Frosted Papaya vs Artichoke
Frosted Papaya is a Dulux color while Artichoke comes from Sherwin-Williams. Hue-wise, Frosted Papaya belongs to the beige-pink family and Artichoke to the grey family. At LRV 31 vs 21, Frosted Papaya will read as the brighter of the two — a 10-point gap that matters most in north-facing or low-light rooms. The tonal difference — Frosted Papaya's warm character against Artichoke's neutral — becomes most visible against white trim or in morning light. At ΔE 36.3, these are genuinely distinct colors — a strong contrast if used together, or a meaningful choice between two different directions. Below you'll find 2 real-room photo comparisons where both colors appear side by side, plus 5 simulated room previews.
Frosted Papaya vs Artichoke in Real Spaces
2 real rooms side by side. Seeing Frosted Papaya and Artichoke in actual rooms makes the difference concrete; browse the spaces below to get a feel for how each color lives on a wall.
Bedroom
Bedroom walls are often seen under warm artificial light, a context that shifts both colors from how they look on a chip.
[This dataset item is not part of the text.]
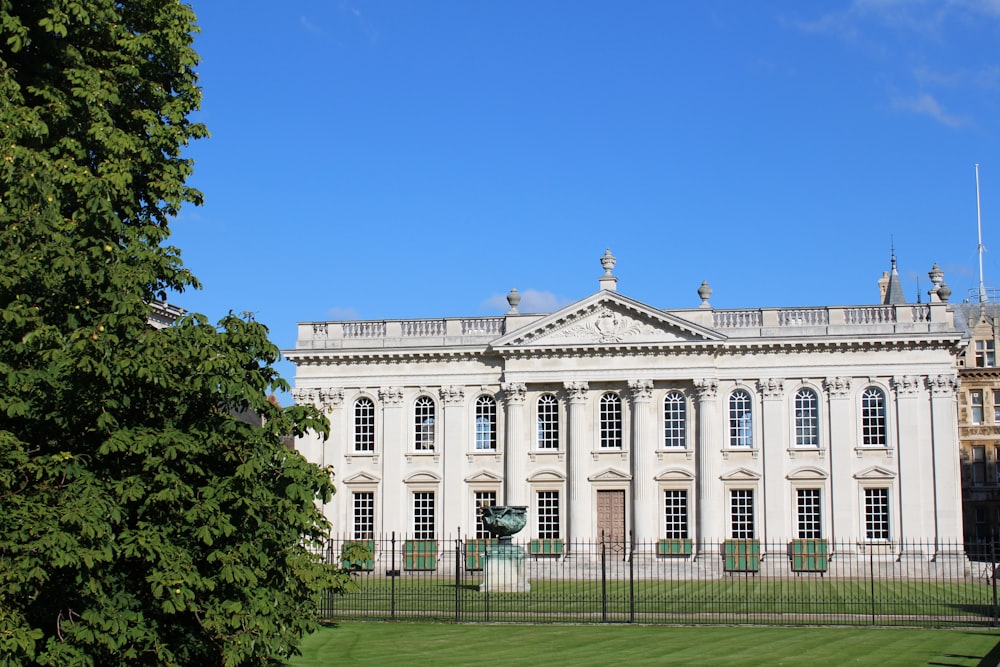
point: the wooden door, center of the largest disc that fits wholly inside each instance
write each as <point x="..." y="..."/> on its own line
<point x="611" y="518"/>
The LRV gap is large enough that Frosted Papaya will make the room feel meaningfully brighter than Artichoke would.
Bathroom
Bathrooms amplify color — the enclosed space and reflective surfaces make what reads subtle elsewhere feel more present here. The LRV gap is large enough that Frosted Papaya will make the room feel meaningfully brighter than Artichoke would.
Color Details
Frosted Papaya vs Artichoke Simulated Comparison
5 simulated room previews — drag the slider on each to see Frosted Papaya on one side and Artichoke on the other.
Digital color is approximate. These simulations are generated from the manufacturer's hex values and overlaid on grayscale room photos — your screen's calibration, brightness, and viewing angle all affect how they render. Before committing to either color, test physical samples in your own space under the light you actually live with.
More Frosted Papaya comparisons
See how Frosted Papaya stacks up against other well-photographed colors across different brands and tones.